In an online game the chance of succeeding at an action starts at 5% and goes up 5% every time the action fails.
Upon success the chance resets back to 5%.
(So you know how they say a die has no memory of prior rolls? Here it does.)
The question: How many attempts do I need to have a 50/50 chance of success?
Alternate question: What fixed percent chance would duplicate the overall success rate of this system? (Over many rolls.)
Best Answer
This probability tree represents the game and guides the calculations:
The blue node at the left represents the start. At this point there is a 5% chance of success (leading to the up and left). If success is achieved now, only one attempt is made, as indicated in the orange circle.
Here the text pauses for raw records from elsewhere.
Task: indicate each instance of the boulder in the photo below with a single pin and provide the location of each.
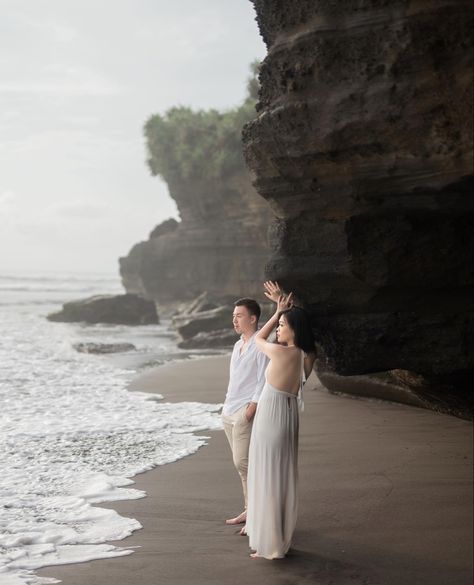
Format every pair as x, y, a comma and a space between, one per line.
189, 325
100, 348
127, 309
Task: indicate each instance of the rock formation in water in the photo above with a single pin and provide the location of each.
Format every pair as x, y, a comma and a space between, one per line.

Lacking success, we progress down and to the right to the next blue node. This time the chance of success is 10% and the chance of failure 90%. And so on, up to the 20th blue node where the chance of success (after 20 tries) equals 100% (and so there is no possibility of failure).
By axiomatic laws of probability, the chance of arriving at any terminal orange node is the product of the chances along the edges leading to that node. For instance, the chance of success in exactly two attempts is 95% times 10%, equal to $19/200,$ and the chance of success in exactly three attempts equals 95% times 90% times 15%, equal to $513/4000.$
By carrying out all the multiplications we compute the chances of success after exactly $k$ attempts for $k=1, 2, \ldots, 20$:
$$\frac{1}{20},\frac{19}{200},\frac{513}{4000},\frac{2907}{20000},\frac{2907}{20000},\frac{26163}{200000},\ldots,\frac{14849255421}{640000000000000000}.$$
From these values all quantities of interest may be calculated. For instance, the chance of success after four attempts is $\frac{1}{20}+\frac{19}{200}+\frac{513}{4000}+\frac{2907}{20000} = \frac{2093}{5000} = 0.4186$ and the chance of success after five attempts is greater by $\frac{2907}{20000}$ again, giving $\frac{11279}{20000} = 0.56395.$ Therefore the median number of attempts lies between four and five.
The expected (mean) number of attempts is (by definition) obtained by multiplying the number of attempts by its chance and summing over all possible numbers. The value is $\frac{3387894135040576041}{640000000000000000}$, approximately equal to $5.29358$. Its reciprocal, approximately $18.8908$%, answers the last question: the fixed chance of success with the same expected number of attempts.
A similar probability tree can help answer any similar questions where the value of $5$% may differ and can even change from one attempt to the next: just write in the appropriate probabilities and do comparable calculations.